«Non lavorare per gli infedeli»: espulso tunisino che incitava all’odio in cella

Fuori un altro: l’ennesima mina vagante, solo l’ultimo in ordine di tempo ad essere espulso e rimpatriato dopo un attento lavoro di monitoraggio che ne ha rilevato atteggiamenti ostili e minacciosi per la sicurezza del nostro Paese. Stavolta il soggetto pericoloso opportunamente rimpatriato dal Viminale è un cittadino tunisino  detenuto presso la Casa Circondariale di Palermo per reati di droga e che in cella ha portato avanti una sistematica attività di radicalizzazione del suo compagno di detenzione. Con questa espulsione, fa sapere il Viminale, la sesta del 2018, sono 243 i soggetti gravitanti in ambienti dell’estremismo religioso espulsi con accompagnamento nel proprio Paese, dal 1° gennaio 2015 ad oggi.

Espulso tunisino: radicalizzava in carcere

Un lavoro costante di proselitismo, un continuo pressing mentale indirizzato a istigare e estremizzare l’odio per “il nemico occidentale”: un’attività sistematica che le intercettazioni in cella hanno contribuito a dimostrare e che vanno ad aggiungersi agli atti di sopraffazione registrati a carico del tunisino quarantenne, espulso dal territorio nazionale per motivi di sicurezza dello Stato.
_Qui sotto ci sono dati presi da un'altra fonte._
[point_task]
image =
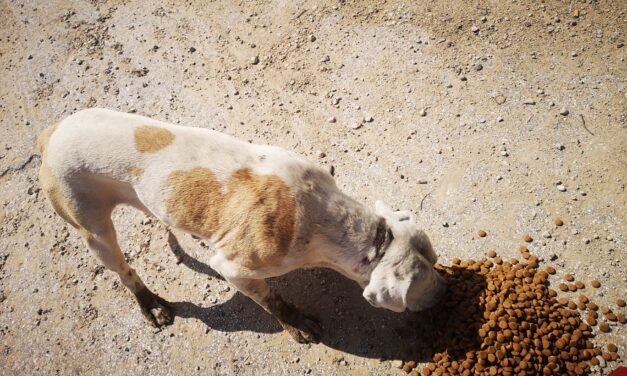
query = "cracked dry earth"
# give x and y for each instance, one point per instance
(486, 115)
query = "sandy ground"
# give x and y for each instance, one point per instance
(499, 115)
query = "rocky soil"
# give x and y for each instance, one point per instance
(475, 114)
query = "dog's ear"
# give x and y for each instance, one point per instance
(382, 238)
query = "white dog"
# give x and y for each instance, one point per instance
(266, 210)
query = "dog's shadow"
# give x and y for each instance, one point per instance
(349, 323)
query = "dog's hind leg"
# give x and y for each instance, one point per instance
(102, 241)
(302, 328)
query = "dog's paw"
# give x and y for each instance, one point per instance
(155, 309)
(306, 330)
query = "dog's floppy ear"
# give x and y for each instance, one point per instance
(382, 238)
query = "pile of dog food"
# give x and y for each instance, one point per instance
(502, 318)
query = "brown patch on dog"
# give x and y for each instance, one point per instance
(151, 139)
(256, 216)
(135, 171)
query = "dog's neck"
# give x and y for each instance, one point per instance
(350, 231)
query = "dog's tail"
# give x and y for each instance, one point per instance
(44, 136)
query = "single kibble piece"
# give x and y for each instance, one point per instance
(611, 316)
(579, 285)
(592, 306)
(605, 310)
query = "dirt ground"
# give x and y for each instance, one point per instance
(499, 115)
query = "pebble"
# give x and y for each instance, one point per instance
(356, 125)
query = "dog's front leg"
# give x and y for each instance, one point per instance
(302, 328)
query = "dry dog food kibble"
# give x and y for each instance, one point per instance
(502, 318)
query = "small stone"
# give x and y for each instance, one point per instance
(356, 125)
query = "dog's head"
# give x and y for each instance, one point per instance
(404, 276)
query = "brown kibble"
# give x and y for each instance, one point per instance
(592, 306)
(605, 310)
(579, 285)
(611, 316)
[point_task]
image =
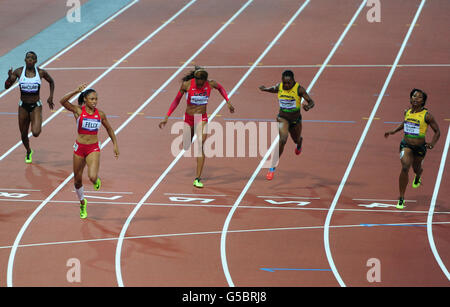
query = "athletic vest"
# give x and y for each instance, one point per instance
(87, 123)
(414, 124)
(198, 96)
(289, 100)
(29, 86)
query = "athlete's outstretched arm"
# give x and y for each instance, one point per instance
(302, 93)
(110, 131)
(429, 119)
(272, 89)
(183, 89)
(76, 110)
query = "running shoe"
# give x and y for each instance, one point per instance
(83, 210)
(97, 184)
(298, 148)
(270, 173)
(417, 182)
(29, 157)
(197, 183)
(400, 203)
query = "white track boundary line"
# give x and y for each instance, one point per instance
(116, 203)
(82, 38)
(433, 204)
(326, 233)
(248, 66)
(9, 274)
(215, 232)
(150, 191)
(275, 142)
(111, 68)
(161, 177)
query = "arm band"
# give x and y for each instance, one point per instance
(222, 92)
(8, 83)
(175, 103)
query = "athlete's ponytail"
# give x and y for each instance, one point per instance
(424, 95)
(84, 94)
(190, 75)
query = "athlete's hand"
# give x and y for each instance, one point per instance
(116, 151)
(50, 102)
(163, 123)
(81, 88)
(230, 107)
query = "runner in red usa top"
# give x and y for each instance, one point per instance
(86, 147)
(197, 88)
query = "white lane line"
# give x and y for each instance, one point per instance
(289, 197)
(275, 142)
(393, 200)
(82, 38)
(158, 181)
(213, 232)
(150, 191)
(25, 190)
(433, 204)
(183, 194)
(70, 202)
(247, 66)
(9, 274)
(107, 71)
(326, 234)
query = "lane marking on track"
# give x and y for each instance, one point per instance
(69, 202)
(248, 66)
(237, 231)
(433, 204)
(358, 147)
(275, 142)
(150, 191)
(9, 273)
(111, 68)
(82, 38)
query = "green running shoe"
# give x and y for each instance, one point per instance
(97, 184)
(29, 157)
(400, 203)
(83, 210)
(197, 183)
(417, 182)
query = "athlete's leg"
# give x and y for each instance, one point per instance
(24, 126)
(36, 121)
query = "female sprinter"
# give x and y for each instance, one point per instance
(86, 147)
(198, 89)
(413, 146)
(30, 105)
(289, 117)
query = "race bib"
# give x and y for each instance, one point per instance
(29, 87)
(199, 100)
(91, 124)
(287, 104)
(411, 128)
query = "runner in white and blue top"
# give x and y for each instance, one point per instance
(30, 106)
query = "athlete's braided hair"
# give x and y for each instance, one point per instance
(84, 94)
(424, 95)
(190, 75)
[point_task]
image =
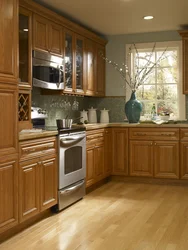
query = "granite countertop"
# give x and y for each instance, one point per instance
(144, 124)
(34, 134)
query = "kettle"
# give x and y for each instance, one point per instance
(84, 116)
(104, 118)
(92, 115)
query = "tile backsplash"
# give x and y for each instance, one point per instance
(57, 107)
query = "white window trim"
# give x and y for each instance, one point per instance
(181, 96)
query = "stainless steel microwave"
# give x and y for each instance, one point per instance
(48, 71)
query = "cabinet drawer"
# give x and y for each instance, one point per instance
(33, 148)
(154, 133)
(184, 134)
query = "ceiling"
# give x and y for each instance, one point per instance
(114, 17)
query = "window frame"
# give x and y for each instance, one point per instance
(162, 45)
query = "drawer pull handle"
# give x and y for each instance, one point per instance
(29, 150)
(141, 134)
(164, 134)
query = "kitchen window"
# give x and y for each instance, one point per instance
(163, 87)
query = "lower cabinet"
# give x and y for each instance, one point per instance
(95, 157)
(166, 159)
(120, 151)
(154, 158)
(37, 177)
(154, 152)
(29, 189)
(141, 158)
(48, 182)
(8, 192)
(107, 152)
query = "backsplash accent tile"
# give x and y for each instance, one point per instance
(115, 105)
(53, 105)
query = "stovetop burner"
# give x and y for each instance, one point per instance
(66, 130)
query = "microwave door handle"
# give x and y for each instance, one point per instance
(72, 189)
(70, 141)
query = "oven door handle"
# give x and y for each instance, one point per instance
(70, 141)
(72, 189)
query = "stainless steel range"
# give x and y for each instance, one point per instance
(72, 166)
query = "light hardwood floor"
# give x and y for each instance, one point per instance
(117, 216)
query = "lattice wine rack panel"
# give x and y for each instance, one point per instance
(23, 109)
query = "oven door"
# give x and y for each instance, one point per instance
(72, 159)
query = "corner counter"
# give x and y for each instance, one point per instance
(129, 125)
(34, 135)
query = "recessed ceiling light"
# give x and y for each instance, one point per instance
(148, 17)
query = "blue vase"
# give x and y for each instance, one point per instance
(133, 108)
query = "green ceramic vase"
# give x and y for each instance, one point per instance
(133, 109)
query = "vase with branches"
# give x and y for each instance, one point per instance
(144, 65)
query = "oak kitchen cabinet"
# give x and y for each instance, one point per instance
(100, 71)
(8, 192)
(107, 151)
(47, 35)
(120, 151)
(94, 157)
(37, 176)
(154, 152)
(74, 63)
(184, 153)
(95, 68)
(184, 34)
(9, 41)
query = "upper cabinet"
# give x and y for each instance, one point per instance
(47, 35)
(184, 35)
(74, 63)
(100, 74)
(9, 41)
(95, 69)
(90, 67)
(25, 51)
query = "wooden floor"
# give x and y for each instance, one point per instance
(117, 216)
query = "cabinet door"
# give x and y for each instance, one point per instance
(90, 68)
(184, 35)
(8, 120)
(141, 158)
(40, 33)
(28, 189)
(48, 182)
(79, 67)
(8, 192)
(100, 82)
(166, 159)
(69, 59)
(120, 152)
(90, 166)
(55, 39)
(184, 160)
(25, 48)
(107, 152)
(9, 40)
(99, 161)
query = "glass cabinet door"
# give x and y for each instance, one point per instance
(68, 60)
(79, 63)
(24, 48)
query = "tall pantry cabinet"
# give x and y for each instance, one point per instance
(8, 114)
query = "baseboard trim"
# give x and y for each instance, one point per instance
(149, 180)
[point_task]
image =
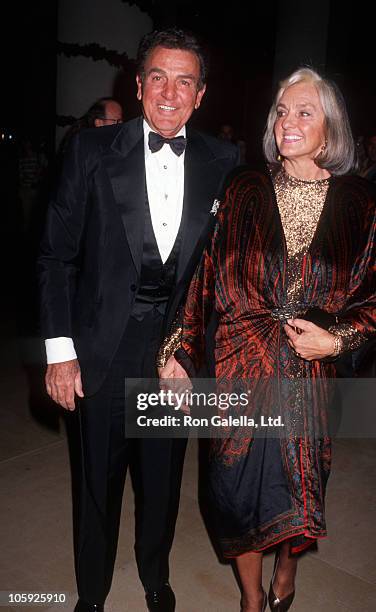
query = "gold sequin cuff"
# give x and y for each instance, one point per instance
(170, 344)
(351, 338)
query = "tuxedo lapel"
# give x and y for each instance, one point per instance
(199, 185)
(127, 176)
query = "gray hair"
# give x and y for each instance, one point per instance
(339, 155)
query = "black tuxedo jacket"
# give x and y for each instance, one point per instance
(91, 252)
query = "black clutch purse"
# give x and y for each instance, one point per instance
(360, 362)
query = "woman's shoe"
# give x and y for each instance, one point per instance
(280, 605)
(275, 603)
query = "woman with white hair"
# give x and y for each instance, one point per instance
(289, 278)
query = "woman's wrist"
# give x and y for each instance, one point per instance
(337, 345)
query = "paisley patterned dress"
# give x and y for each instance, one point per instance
(280, 247)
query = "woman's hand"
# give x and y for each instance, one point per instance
(172, 369)
(309, 341)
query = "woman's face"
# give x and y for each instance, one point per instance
(299, 128)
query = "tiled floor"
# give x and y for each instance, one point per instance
(35, 516)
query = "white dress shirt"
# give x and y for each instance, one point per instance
(165, 189)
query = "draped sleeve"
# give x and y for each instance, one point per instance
(200, 301)
(360, 308)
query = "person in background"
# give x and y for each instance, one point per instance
(289, 278)
(123, 237)
(369, 169)
(227, 132)
(105, 111)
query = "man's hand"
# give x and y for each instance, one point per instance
(174, 378)
(63, 380)
(309, 341)
(172, 369)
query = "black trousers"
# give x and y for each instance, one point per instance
(156, 466)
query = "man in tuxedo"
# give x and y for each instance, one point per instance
(123, 236)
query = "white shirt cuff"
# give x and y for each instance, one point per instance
(60, 349)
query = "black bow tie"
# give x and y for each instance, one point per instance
(156, 142)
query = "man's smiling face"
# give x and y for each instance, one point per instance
(169, 89)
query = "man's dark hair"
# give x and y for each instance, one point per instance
(172, 38)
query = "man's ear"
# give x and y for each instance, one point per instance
(139, 87)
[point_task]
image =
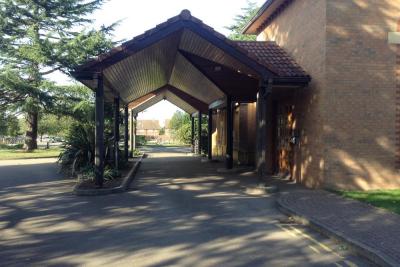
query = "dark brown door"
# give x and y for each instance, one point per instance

Si tratta, spiega allora una nota del Viminale, di un tunisino, «segnalato dal Dipartimento Affari Penitenziari per aver posto in essere, anche attraverso atti di sopraffazione, un’attività di proselitismo mirata alla radicalizzazione di un suo connazionale compagno di cella». In particolare, l’immigrato nordafricano è risultato aver incitato il suo compagno di detenzione a non lavorare più all’interno del carcere «al servizio degli infedeli» bensì, insieme a lui, a «mettersi al servizio dei terroristi» una volta liberi. Per questi motivi, una volta scarcerato, i tunisino è stato rimpatriato, con accompagnamento nel proprio Paese, con un volo decollato dalla frontiera aerea di Roma Fiumicino. Un volo con cui si allontanano – almeno in parte – pericoli e ostilità.